It did not take long after Pauly’s birth for me to realize that two newcomers in the house – the baby and the ayah Murugi – made it difficult for me to work there. So I found a room in an office block in town. It was a tiny space with a window, several floors up. Into it I introduced a table, a chair, a lamp, the Grundig radio and my portable typewriter.

The story I tried to cover there was Idi Amin. A year earlier General Amin had staged a coup in Uganda against the government of Milton Obote. The World Press, as we called ourselves, ventured to Kampala shortly afterward for the delayed funeral of Edward Mutesa, the Kabaka of the Baganda people who give their name to Uganda.

While there, we met with Amin and several of his generals. We journalists sat, spread out on a wall. The officials stood before us to answer questions and speak about the future.

In the army for twenty-five years, Amin had risen from assistant cook to the officer ranks under the British. A year or two after independence in 1962 he became Deputy Commander of the Army. He had been the Ugandan light heavyweight boxing champion for a decade, was a good swimmer and a fine rugby forward.

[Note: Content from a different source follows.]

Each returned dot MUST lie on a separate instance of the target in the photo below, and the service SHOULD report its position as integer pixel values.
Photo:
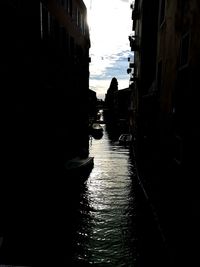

He had an easy camaraderie with men. Our q & a with him and his officers was like a barracks-room bull session.

Idi Amin had an easy camaraderie with men

Idi Amin had an easy camaraderie with men

On that occasion, Amin gave a generally favorable impression of himself. He seemed more like a jovial, burly, hard-drinking master sergeant than a head of state. His burying Mutesa placated the Baganda people. Harmonizing tribal tensions was a must for Uganda governance. Amin appeared to be off to a good start for whatever he intended to do.

He had, of course, given the pro forma assurances that he was a soldier, not a politician; that the military government would be a caretaker until elections could be held; that elections would occur when “the situation” had normalized. Such assurances were part of the coup drill.

As time passed, however, Amin forgot about elections. He named himself Head of State and Commander-in-Chief of the armed forces. He also began to purge Obote’s tribal brothers from the army, replacing them with officers of his own tribe. Then he began to do curious things. We of “the World Press,” who thought we’d seen everything, were truly baffled.